In the heart of the southern Cape the 22nd biennial SASQUA conference took place from 28 January to 1st February. The ACCP was heavily involved in the conference and contributed greatly to the overall success of SASQUA 2019.

Quaternary Science is the inter-disciplinary field of study that focuses on the Quaternary period, the last 2.6 million years, an important phase in the earth’s geological history as it is characterised by high climate variability with large-scale global changes. The Southern African Society for Quaternary Research (SASQUA, https://sasqua.co.za/) encourages and advances the study of Southern African palaeoscience. The 22nd biennial SASQUA Congress was held at the Point Hotel in Mossel Bay [Photo 1] from the 28th January - 1 February 2019. The location, in the heart of the southern Cape, was chosen for its unique coastal landscapes, its rich palaeoenvironmental history as well as likely representing the possible ground-zero of human cognitive origins. With 64 delegates and 53 presentations covering a wide range of subfields including palaeoclimatology, palaeobotany, archaeology, oceanography, geochemistry and geochronology, the conference certainly did justice to the theme "Celebrating the richness of the southern African Quaternary".

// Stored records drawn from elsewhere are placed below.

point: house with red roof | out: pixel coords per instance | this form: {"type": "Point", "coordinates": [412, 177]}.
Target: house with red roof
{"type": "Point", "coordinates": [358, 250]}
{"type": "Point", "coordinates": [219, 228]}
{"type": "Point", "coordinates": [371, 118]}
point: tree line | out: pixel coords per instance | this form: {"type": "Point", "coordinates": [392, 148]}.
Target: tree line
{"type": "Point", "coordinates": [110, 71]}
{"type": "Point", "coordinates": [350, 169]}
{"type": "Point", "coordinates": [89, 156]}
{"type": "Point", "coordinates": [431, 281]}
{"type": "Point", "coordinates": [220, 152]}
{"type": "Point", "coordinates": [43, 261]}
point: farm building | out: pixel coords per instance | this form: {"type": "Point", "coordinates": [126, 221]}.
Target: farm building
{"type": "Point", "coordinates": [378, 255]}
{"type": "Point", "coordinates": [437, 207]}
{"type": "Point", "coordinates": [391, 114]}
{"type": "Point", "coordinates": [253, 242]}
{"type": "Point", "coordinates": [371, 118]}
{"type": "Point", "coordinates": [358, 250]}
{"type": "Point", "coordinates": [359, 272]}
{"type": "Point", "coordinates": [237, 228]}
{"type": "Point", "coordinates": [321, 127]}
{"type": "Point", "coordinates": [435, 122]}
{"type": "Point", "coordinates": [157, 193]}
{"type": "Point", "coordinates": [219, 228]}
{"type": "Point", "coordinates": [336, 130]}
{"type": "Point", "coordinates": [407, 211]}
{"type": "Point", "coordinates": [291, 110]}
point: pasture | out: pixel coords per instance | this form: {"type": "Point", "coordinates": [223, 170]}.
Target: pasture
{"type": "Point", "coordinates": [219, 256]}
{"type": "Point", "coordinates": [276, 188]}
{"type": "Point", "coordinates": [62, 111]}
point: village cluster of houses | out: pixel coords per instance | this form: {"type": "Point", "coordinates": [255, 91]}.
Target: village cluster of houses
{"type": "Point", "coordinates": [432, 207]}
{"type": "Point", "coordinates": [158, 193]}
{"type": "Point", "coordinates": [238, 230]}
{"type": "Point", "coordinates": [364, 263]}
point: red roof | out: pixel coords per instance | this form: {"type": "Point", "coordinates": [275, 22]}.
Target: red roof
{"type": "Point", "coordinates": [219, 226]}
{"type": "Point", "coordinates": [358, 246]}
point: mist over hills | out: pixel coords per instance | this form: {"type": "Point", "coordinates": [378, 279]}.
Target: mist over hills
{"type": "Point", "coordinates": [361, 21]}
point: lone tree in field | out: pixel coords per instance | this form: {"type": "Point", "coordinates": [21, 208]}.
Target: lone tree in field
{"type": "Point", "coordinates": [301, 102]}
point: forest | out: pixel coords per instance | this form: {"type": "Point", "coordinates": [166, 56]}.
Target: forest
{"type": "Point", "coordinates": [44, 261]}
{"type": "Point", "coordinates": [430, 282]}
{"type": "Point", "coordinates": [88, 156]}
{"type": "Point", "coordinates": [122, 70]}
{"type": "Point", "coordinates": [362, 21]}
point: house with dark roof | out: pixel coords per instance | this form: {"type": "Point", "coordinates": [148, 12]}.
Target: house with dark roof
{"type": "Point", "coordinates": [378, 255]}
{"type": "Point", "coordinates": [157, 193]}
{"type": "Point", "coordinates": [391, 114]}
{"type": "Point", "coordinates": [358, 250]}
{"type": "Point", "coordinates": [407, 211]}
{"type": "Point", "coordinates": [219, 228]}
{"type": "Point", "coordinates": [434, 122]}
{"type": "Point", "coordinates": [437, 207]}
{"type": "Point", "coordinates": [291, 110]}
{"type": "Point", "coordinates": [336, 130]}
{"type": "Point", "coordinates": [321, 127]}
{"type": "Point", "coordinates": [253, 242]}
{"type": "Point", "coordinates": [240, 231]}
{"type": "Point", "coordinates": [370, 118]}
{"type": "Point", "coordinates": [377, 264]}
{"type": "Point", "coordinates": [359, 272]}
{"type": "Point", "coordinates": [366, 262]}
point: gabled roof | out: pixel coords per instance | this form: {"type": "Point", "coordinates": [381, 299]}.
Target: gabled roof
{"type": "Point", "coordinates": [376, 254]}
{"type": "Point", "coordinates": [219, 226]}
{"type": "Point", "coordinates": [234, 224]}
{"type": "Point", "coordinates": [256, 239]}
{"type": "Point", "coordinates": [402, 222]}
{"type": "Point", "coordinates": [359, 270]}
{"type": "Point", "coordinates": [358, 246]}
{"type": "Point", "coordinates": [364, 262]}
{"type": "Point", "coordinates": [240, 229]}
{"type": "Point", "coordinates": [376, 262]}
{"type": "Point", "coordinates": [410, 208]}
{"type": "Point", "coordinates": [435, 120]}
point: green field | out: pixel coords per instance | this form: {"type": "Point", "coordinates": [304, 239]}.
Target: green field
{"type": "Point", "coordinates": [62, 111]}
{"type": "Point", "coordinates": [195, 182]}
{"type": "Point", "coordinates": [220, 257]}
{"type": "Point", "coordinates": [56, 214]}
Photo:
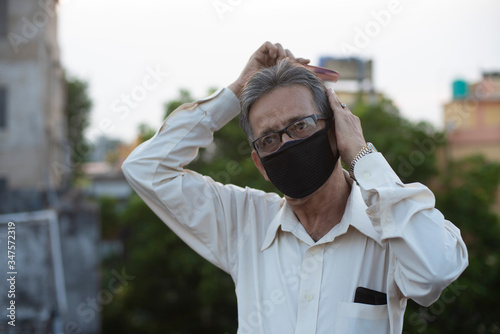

The ACCP was heavily involved in the conference and contributed greatly to the overall success of SASQUA 2019 through various aspects: 

The lead organisers Dr Hayley Cawthra (SASQUA Vice-President) and Dr Lynne Quick (SASQUA President) are both members of the ACCP.

A large proportion of the scientific programme was filled by talks from ACCP affiliates and associates —an entire day was dedicated to showcasing the extensive research undertaken within the Palaeo-Agulhas Plain project. That day started off with the international director of the ACCP, Professor Curtis Marean, giving the plenary address and introducing the project to the audience.

Prof Curtis Marean and Dr Hayley Cawthra led a field trip on the last day of the conference. This excursion commenced with a visit to the palaeosols at Vleesbaai [Photo 2], where Toba volcanic tuff shards were recently described and where a slice of ancient Palaeo-Agulhas Plain landscape is preserved onshore. A large proportion of the day was spent traversing the cliffs at Pinnacle Point [Photos 3-5] where the archaeological records, anthropological complexities and geological evolution of the system were outlined by the field trip leaders. The third and final visit was to the Klein Brak River area, where modern coastal sedimentary depositional processes mirror ancient evidence for sea-level change, which are preserved in the form of carbonate-cemented aeolianite and beachrock dating back to Marine Isotope 11 and 5e.

The final ACCP-related event was a day-long workshop, led by Prof Marean where the Palaeo-Agulhas Plain research group members discussed and planned ongoing and future research directions.